LAHORE: The government plans to award Lollywood with the official status of an industry.
But this decision is causing consternation amongst cinema owners and film exhibitors, because the government and the film industry have also decided that no foreign film can be shown in cinemas for two weeks following the release of a Pakistani film.
Film exhibitors and cinema owners have reacted strongly against this decision, saying that this verdict is not justified and will result in heavy losses as people have only returned to cinemas because of quality movies which are currently being screened.

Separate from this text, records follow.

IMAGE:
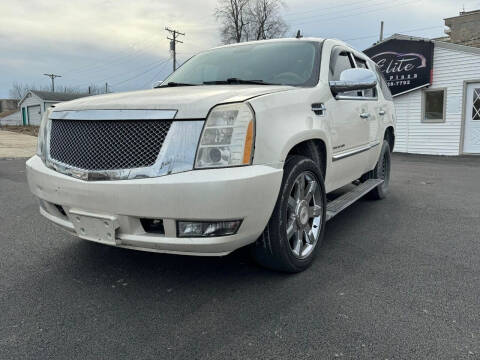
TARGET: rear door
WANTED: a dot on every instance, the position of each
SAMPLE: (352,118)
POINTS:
(471,143)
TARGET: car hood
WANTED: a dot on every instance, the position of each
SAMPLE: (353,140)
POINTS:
(191,102)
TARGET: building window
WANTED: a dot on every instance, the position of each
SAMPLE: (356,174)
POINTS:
(433,105)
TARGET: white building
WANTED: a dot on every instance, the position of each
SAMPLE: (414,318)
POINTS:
(442,116)
(34,104)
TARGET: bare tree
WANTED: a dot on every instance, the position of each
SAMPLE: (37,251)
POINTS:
(233,16)
(265,20)
(244,20)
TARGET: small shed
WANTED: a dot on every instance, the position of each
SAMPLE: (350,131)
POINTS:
(436,90)
(34,103)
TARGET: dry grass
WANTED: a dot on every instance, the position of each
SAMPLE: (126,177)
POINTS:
(27,130)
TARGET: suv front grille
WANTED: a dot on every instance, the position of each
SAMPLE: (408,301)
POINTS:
(107,144)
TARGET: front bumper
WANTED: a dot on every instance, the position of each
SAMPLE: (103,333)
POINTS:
(247,193)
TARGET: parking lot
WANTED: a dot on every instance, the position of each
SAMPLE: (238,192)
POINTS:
(395,279)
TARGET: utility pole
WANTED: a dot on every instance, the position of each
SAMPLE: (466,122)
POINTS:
(53,76)
(173,44)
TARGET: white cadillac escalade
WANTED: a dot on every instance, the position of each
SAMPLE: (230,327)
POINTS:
(239,146)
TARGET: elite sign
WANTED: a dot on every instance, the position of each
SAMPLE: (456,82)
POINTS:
(405,64)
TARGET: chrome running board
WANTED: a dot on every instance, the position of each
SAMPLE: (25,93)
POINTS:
(342,202)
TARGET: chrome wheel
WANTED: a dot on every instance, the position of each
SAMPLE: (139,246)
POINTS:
(304,214)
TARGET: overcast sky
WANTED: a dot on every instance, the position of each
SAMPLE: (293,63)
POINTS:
(123,42)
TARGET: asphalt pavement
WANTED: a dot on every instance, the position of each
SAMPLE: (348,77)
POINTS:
(395,279)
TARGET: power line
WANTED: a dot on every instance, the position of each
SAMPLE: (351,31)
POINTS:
(140,74)
(173,44)
(52,77)
(325,8)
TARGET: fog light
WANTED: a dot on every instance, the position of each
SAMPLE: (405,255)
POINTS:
(207,229)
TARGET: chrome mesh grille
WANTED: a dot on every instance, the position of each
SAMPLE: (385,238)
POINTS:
(107,144)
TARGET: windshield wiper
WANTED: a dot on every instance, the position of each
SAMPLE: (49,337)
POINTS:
(173,84)
(237,81)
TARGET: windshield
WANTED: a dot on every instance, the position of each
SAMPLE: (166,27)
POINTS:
(280,63)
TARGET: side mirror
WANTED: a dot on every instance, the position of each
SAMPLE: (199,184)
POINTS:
(157,84)
(353,80)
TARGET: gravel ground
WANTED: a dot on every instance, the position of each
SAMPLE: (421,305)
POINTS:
(395,279)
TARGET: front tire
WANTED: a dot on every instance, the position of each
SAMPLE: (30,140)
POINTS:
(296,228)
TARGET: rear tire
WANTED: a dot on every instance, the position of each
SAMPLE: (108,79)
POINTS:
(381,171)
(297,226)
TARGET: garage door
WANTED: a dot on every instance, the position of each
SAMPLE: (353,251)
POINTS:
(34,115)
(471,142)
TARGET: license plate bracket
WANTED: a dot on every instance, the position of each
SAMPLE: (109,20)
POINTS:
(95,227)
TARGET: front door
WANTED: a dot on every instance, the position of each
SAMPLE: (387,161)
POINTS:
(471,140)
(350,123)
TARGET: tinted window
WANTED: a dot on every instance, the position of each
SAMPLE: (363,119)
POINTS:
(287,63)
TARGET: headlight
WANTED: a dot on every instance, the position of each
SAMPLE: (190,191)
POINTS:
(227,137)
(42,135)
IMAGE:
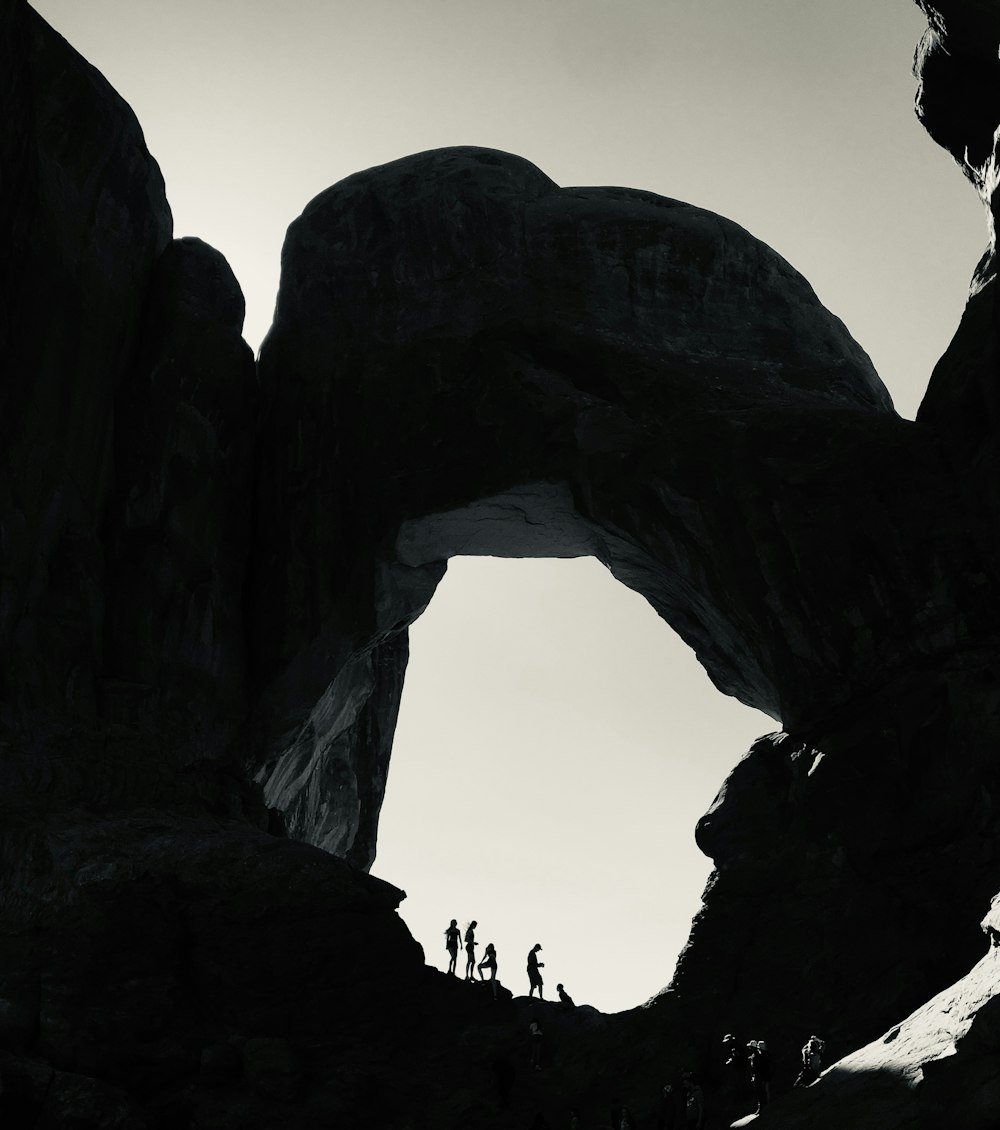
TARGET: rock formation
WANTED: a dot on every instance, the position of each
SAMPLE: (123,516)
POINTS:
(209,571)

Cinema owners and film exhibitors believe that Indian movies are mainly responsible for luring Pakistanis into cinemas. They added that audiences are interested in quality movies and if Pakistani producers would make good films then people would automatically go to watch them.
Pakistan Film Exhibitors Association Chairman Zoraiz Lashari told The Express Tribune that if the government took this step it would play havoc with an already damaged cinema industry.
Lashari said, “There are 110 cinemas in Pakistan and a Pakistani movie is released with 12 to 15 prints normally. If 12 to 15 cinemas screen Pakistani movies then what will the other cinemas do for 15 days”.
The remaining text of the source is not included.